Seelbach was elected and sworn into council in 2011, becoming the first openly-gay person to serve on city council.
“To elect an openly LGBTQ person 10 years ago was a major deal,” he said. “Cincinnati had been losing population for 65 years and I think one of the reasons is because of a lack of effort on race and LGBTQ equality. People want a city that values people regardless of their differences.”
Tuesday, Seelbach chaired his final Equity, Inclusion, Youth & The Arts Committee, presenting about the progress made on LGBTQ issues over the last decade.
Under his leadership, the City of Cincinnati began including transgender inclusive health care coverage. And in 2015, council passed an ordinance that banned gay conversion therapy for children. Seelbach proposed that ordinance after a local transgender teenager committed suicide following conversion therapy.
“I know how harmful it is and I understand how it could lead to suicide,” said Seelbach.

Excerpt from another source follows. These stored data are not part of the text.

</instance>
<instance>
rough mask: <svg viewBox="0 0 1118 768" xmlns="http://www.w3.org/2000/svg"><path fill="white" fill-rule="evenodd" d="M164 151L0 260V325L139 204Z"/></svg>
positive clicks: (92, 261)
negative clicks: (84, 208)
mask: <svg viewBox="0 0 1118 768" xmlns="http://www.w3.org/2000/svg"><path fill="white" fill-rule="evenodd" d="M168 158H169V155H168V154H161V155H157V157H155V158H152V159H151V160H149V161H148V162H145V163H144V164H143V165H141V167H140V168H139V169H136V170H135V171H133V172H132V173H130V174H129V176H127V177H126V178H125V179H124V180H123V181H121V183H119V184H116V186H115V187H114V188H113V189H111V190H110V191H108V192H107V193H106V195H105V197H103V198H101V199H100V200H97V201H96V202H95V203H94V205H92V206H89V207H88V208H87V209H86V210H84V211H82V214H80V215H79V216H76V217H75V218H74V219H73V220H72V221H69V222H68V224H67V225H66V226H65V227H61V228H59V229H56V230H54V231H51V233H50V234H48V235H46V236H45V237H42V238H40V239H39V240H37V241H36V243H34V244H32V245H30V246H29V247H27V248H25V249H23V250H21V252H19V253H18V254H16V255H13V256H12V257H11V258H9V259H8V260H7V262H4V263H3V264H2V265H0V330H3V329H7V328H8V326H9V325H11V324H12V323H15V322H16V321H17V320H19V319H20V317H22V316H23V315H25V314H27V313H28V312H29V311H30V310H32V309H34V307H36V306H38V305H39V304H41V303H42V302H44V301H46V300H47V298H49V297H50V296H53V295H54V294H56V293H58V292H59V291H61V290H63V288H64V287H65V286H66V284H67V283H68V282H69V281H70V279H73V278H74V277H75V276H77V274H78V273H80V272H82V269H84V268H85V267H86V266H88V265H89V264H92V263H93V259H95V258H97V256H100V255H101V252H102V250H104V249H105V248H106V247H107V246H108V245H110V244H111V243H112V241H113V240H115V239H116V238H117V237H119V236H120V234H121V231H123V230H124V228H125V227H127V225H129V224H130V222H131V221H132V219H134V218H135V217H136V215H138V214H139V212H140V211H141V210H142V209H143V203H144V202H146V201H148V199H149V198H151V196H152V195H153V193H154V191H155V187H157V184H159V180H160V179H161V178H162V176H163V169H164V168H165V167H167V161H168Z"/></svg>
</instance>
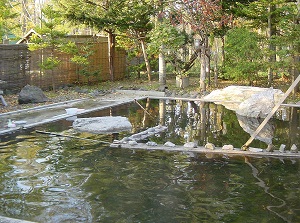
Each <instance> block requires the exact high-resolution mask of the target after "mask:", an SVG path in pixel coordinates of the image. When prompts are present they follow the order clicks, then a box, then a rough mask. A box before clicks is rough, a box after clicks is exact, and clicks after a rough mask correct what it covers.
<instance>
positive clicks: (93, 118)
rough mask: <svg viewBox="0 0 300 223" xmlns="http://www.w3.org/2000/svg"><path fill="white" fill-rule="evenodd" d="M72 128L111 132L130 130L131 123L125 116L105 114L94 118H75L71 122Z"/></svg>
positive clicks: (94, 131)
mask: <svg viewBox="0 0 300 223" xmlns="http://www.w3.org/2000/svg"><path fill="white" fill-rule="evenodd" d="M73 128H74V129H76V130H78V131H81V132H91V133H98V134H111V133H117V132H123V131H130V130H131V128H132V125H131V123H130V122H129V120H128V119H127V118H126V117H121V116H105V117H94V118H77V119H76V120H75V121H74V122H73Z"/></svg>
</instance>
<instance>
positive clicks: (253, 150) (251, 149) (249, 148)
mask: <svg viewBox="0 0 300 223" xmlns="http://www.w3.org/2000/svg"><path fill="white" fill-rule="evenodd" d="M249 151H250V152H254V153H258V152H262V151H263V149H259V148H252V147H250V148H249Z"/></svg>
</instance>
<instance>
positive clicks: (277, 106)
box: [242, 75, 300, 150]
mask: <svg viewBox="0 0 300 223" xmlns="http://www.w3.org/2000/svg"><path fill="white" fill-rule="evenodd" d="M299 82H300V75H299V76H298V77H297V79H296V80H295V81H294V82H293V83H292V85H291V86H290V87H289V89H288V90H287V91H286V92H285V94H284V96H283V97H282V98H281V99H280V100H279V101H278V103H277V104H276V105H275V107H274V108H273V109H272V111H271V112H270V113H269V114H268V116H267V117H266V118H265V119H264V121H263V122H262V123H261V124H260V125H259V126H258V127H257V129H256V130H255V132H253V134H252V135H251V137H250V139H248V141H247V142H246V143H245V144H244V145H243V146H242V150H247V149H248V147H249V145H250V144H251V143H252V141H253V140H254V138H255V137H256V136H257V135H258V133H259V132H260V131H261V130H262V129H263V128H264V127H265V125H266V124H267V122H268V121H269V120H270V118H271V117H272V116H273V115H274V113H275V112H276V111H277V109H278V108H279V107H280V105H281V104H282V102H284V100H285V99H286V98H287V96H288V95H289V94H290V93H291V92H292V90H293V89H294V88H295V87H296V86H297V84H298V83H299Z"/></svg>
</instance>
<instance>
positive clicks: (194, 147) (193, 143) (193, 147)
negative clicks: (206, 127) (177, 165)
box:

In 2019 the City of Cincinnati raised a pride flag for the first time ever.
“For a community that is historically demonized and fired and harassed and beaten just because of who you love and who you are, to see your government proudly displaying the flag that represents you, it means something to people,” said the councilmember.
“I’ll say in the time I’ve been back in the city, we’ve seen some pretty drastic changes,” said Andrew Bare, National Board of governor with the Human Rights Campaign. “And I think what is important to recognize is change isn’t always in the legislation, but what we see in the community.”
Bare points to the honorary street naming at Seventh and Plum, which is now called Cincinnati Pride Way, as a big step in inclusivity. So is the rainbow crosswalk in Over-the-Rhine and the requirement of gender-neutral bathrooms for single-use restrooms in the city.
Plus, Cincinnati received a perfect score of 100 on the Municipal Equality Index scorecard prepared by the Human Rights Campaign.
However, Bare said there is more work that needs to be done.
“We need to continue to be a city that represents what is important to not only our small community of Cincinnati, but what should be important to Ohioans,” he said, pointing specifically at the need to expand LGBTQ rights statewide.
“Currently living in Cincinnati, I cannot be fired from my job (for being gay),” said Bare. “But, if I visit family in West Union, say, the laws are all different.”
Bare is hopeful the incoming leadership at City Hall will continue representing the LGBTQ community.
So does Seelbach.
“I think it matters that you have representation in government, because the votes for what I’ve done, they were always there. They were there before I was elected. No one made it a priority to introduce the legislation. That’s why representation is so important to government,” said Seelbach.
“It took courage, it took mean tweets, it took a lot to get where we are today, where we are leading the country on LGBTQ plus equality,” he said.